RAISING SUCCESSFUL KIDS The No. 1 vitamin kids in the U.S. ‘aren’t getting enough of’ today: Dietitian and parenting expert

As a dietitian and founder of Kids Eat in Color, one of the most common questions parents ask me is how to tell if their children are getting the right nutrients.

The unfortunate truth is that many kids today don’t consume the proper amount of nutrients that are vital for growth, preventing chronic diseases, and overall health.

Fiber and potassium are two big ones. But the No. 1 nutrient that kids in the U.S. aren’t getting enough of is vitamin D.

How vitamin D deficiency impacts kids’ health

Fifty percent of children ages 1 to 5 and 70% of children ages 6 to 11 have a vitamin D deficiency.

Vitamin D is essential for strong bones and muscles. Without it, our bodies can’t effectively absorb calcium, and we need calcium for healthy bones.

A child with severe vitamin D deficiency can have rickets (a disorder characterized by soft, weak bones) and its associated conditions, including incorrect growth patterns, bone pain and deformities in the joints.

More commonly, when a child does not have enough vitamin D, their immune system may not work properly, or they may constantly feel fatigued or sore.

How to increase vitamin D levels in kids

There’s some debate over how much vitamin D children should consume daily.
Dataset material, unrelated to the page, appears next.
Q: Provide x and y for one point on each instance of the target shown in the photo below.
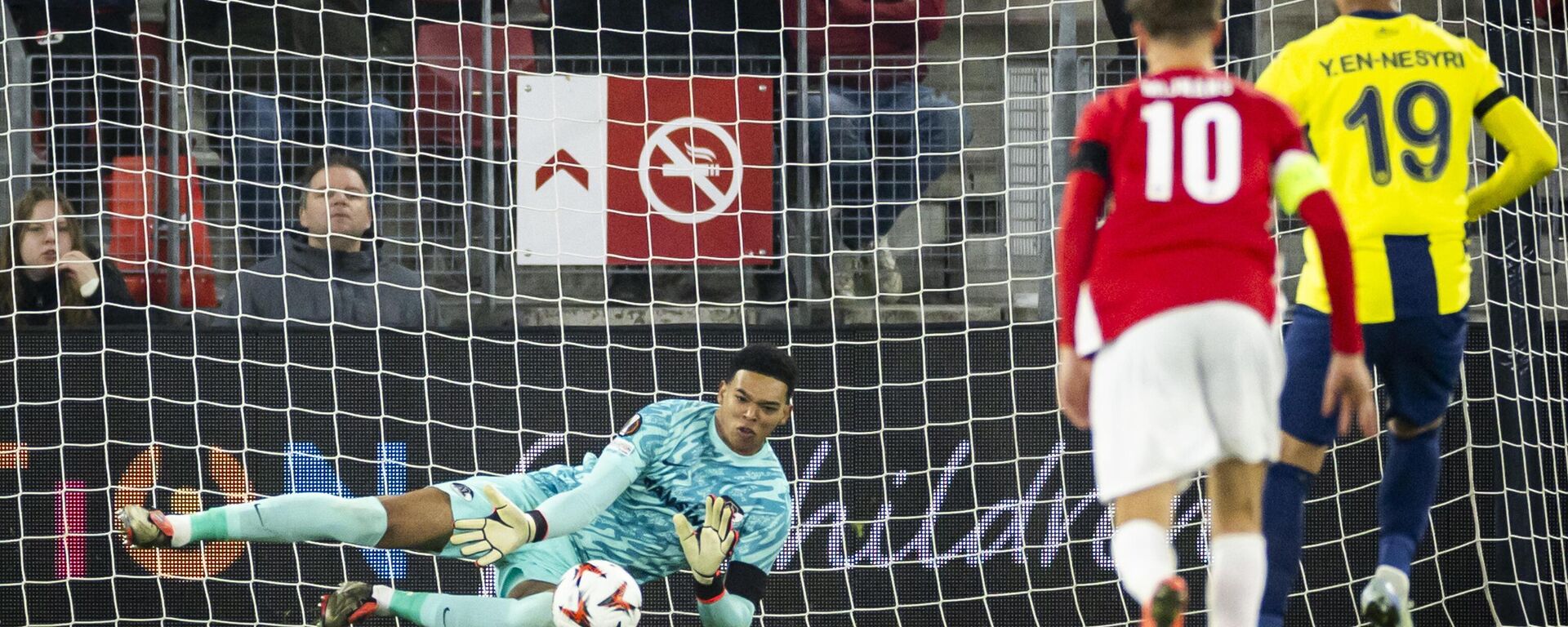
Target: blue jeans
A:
(267, 131)
(883, 149)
But the National Institutes of Health recommends 400 International Units (IU) for infants, and 600 IU for kids between ages 1 and 13 years old.

Sun exposure alone often can’t meet the requirements. Here are two ways parents can help their kids get more vitamin D:

1. Food

  • Fatty fish, such as salmon, trout or sardines
  • Beef liver, egg yolks and cheese
  • Mushrooms

Additionally, some fortified foods have vitamin D added to them during processing:

  • Plant-based milks, such as soy, pea or oat milk
  • Dairy milk (grass-fed and raw milk often are not fortified)
  • Orange juice
  • Yogurt
  • Fortified processed foods, such as some cereals

2. Supplements

Many health organizations recommend liquid supplements for infants who consume breastmilk, since human milk alone doesn’t provide enough vitamin D.

Vitamin D drops can be bought over the counter and given to an infant to help them meet their daily requirement of 400 IU.

Keep in mind that large doses of vitamin D can be toxic and lead to adverse health effects. For older children whose vitamin D status is unknown, talk to your healthcare provider about whether it makes sense for them to take a supplement.